Апраксин накануне получил подробные известия о припадке, бывшем у императрицы в день Рождества Богородицы, и о ходе ее болезни, а утром, как «самовидец», подтвердил ему все это приехавший к армии, назначенный в шуваловский корпус подпоручик Орлов.

Фельдмаршал подробно, сначала по–французски, а потом по–русски рассказал о припадке императрицы, сказал, что надо надеяться на полное ее выздоровление и молить Господа Бога, чтобы ее императорское величество «наискорее от лютой болезни облегчение получила», потом помолчал, как бы выжидая, что скажут другие, и так как никто ничего не говорил, поднял голову, обвел прекрасными глазами всех сидевших за столом и продолжал:

— Я знаю, государи мои, что нынешние приказания мои об отходе из Пруссии своеобразные толкования в Петербурге получить могут. Будут говорить, что я отступаю, опасаясь, чего Боже сохрани, перемены правления, а с тем вместе и перемены политики. Бить врага России, которого приказ имею — окоротить, поставить на место, присоединять к короне российской Прусское королевство, страну прекрасную и во всем преизобильную — оное есть одно, но бить ближайшего друга, коего в образец себе ставят и коего почитают превыше всего — сие есть совсем иное. Там готовы отдать королю Фридриху не токмо нами оружием приобретенное, но и свои земли, добытые Петром Великим. Я все сие знаю, все сие передумал, взвесил и понимаю всю ответственность моего положения.

Апраксин повысил голос и, густо покраснев, ударяя правой рукой в перчатке по столу и по карте, продолжал:

— Пусть судит меня Бог и военная коллегия! Я не могу продолжать наступление и преследовать неприятеля, который сам готов меня преследовать. У меня нет конницы — у него конница, равной которой нет в целом свете. Наши легкие войска не в счет. Они не могут одолеть кирасир и гусар короля прусского. Наша обозная часть находится в полном расстройстве, через что полки не имеют провианта… Страна разорена и не может довольствовать армии. Солдаты без сапог. От меня отобрали лошадей и артиллерию, чтобы везти пушки в Россию для переливки их в шуваловские гаубицы. Может быть, сии новоинвентованные пушки и гораздо прекрасны и наша старая артиллерия перед ними никуда не годится, но я–то в разгар боевых действий остался и без артиллерии и без лошадей. Мне не на чем возить провиант для содержания войска, и у меня многое число больных и раненых. Я не желаю тем людям, которые себя столь низкими и клятвопреступными показали, никакого несчастия, хотя они по справедливости достойны быть перевешаны, но я верю в то, что правда откроется и кому надо будет ведать, уведают, сколько на их верность, клятву и криводушие положиться можно. Но отвечать за все сие придется мне. Никто не имеет

чего возразить?..

Генералы молчали. На краю стола поднялся полковник Ранцев.

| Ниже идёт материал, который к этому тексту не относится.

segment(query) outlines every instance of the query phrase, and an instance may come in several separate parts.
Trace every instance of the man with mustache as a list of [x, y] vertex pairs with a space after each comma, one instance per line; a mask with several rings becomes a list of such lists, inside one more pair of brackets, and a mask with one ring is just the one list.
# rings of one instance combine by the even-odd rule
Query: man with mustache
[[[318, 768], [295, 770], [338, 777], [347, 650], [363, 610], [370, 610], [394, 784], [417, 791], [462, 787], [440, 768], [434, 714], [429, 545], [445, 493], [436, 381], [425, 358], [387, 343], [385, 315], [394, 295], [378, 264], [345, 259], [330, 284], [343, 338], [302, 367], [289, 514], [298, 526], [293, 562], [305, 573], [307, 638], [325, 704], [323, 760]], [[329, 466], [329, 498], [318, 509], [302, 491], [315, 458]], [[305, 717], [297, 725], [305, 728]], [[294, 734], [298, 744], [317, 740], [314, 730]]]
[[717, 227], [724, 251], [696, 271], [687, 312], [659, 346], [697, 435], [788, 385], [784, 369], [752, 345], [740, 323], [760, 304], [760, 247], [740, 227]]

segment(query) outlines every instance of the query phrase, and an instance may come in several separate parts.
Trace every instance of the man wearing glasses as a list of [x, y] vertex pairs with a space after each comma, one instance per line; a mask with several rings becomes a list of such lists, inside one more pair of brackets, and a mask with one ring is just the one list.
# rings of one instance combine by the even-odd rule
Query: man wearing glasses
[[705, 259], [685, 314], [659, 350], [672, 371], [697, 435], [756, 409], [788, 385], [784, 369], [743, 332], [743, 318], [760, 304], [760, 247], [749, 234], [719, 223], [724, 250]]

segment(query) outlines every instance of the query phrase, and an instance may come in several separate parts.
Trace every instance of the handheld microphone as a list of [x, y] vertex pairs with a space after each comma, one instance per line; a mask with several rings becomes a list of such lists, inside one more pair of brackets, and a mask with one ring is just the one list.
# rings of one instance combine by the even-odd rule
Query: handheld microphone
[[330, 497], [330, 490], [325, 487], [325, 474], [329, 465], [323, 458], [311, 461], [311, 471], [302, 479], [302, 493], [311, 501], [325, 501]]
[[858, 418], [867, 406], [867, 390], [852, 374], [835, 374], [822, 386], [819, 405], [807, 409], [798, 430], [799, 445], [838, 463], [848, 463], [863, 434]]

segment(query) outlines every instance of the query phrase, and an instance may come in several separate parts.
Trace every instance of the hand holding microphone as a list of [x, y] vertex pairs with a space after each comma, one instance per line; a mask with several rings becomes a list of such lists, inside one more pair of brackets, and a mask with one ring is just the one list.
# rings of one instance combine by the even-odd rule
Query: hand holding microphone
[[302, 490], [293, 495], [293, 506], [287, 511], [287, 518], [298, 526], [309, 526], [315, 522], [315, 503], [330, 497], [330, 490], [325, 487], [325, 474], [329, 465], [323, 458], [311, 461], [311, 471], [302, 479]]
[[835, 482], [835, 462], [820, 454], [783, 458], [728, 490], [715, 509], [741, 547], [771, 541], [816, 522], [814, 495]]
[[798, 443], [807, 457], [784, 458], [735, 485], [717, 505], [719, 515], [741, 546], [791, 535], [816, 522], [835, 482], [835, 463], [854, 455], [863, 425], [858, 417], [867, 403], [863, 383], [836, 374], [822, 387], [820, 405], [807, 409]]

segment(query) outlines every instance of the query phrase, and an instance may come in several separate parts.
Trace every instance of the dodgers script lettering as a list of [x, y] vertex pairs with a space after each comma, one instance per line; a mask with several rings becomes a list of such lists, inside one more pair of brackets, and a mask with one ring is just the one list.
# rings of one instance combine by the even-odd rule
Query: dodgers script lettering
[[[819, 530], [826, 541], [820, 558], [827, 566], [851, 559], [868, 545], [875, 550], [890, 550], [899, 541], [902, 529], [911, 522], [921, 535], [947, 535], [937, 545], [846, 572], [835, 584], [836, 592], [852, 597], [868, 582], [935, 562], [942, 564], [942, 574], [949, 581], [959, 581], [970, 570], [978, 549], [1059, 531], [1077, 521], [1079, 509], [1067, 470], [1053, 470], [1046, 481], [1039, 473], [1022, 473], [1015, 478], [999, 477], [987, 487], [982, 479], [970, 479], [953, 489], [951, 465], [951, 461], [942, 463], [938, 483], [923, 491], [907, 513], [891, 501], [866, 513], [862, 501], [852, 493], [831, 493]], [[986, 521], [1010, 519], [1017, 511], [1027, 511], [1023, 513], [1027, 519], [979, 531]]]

— Ваше сиятельство, дозвольте доложить?..

— Говори.

Все повернули головы на дерзновенного. Самый молодой из полковников, командир напольного полка, имел что–то возразить главнокомандующему, генерал–фельдмаршалу.

— Ваше сиятельство, мой отец, сподвижник Петра Великого, с малолетства моего мне повторял: недорубленный лес вырастает скоро… Под Грос–Егерсдорфом девятнадцатого августа мы основательно надрубили неприятеля. Морда у него в крови, и он спешит зализывать раны. Лютого короля против нас нет. Если наши кирасирские и драгунские полки обезлошадели — наши казаки не уступят гусарам принца Гольштейнского. Левальд находится в расстройстве. Граф Дона потрясен. Наша пехота, ваше сиятельство, смиренна верою в Бога, горда русским именем и победит короля ради всемилосердной матери нашей царицы — она готова — голодная и без сапог! Повелите, ваше сиятельство, открыть путь на Берлин!!!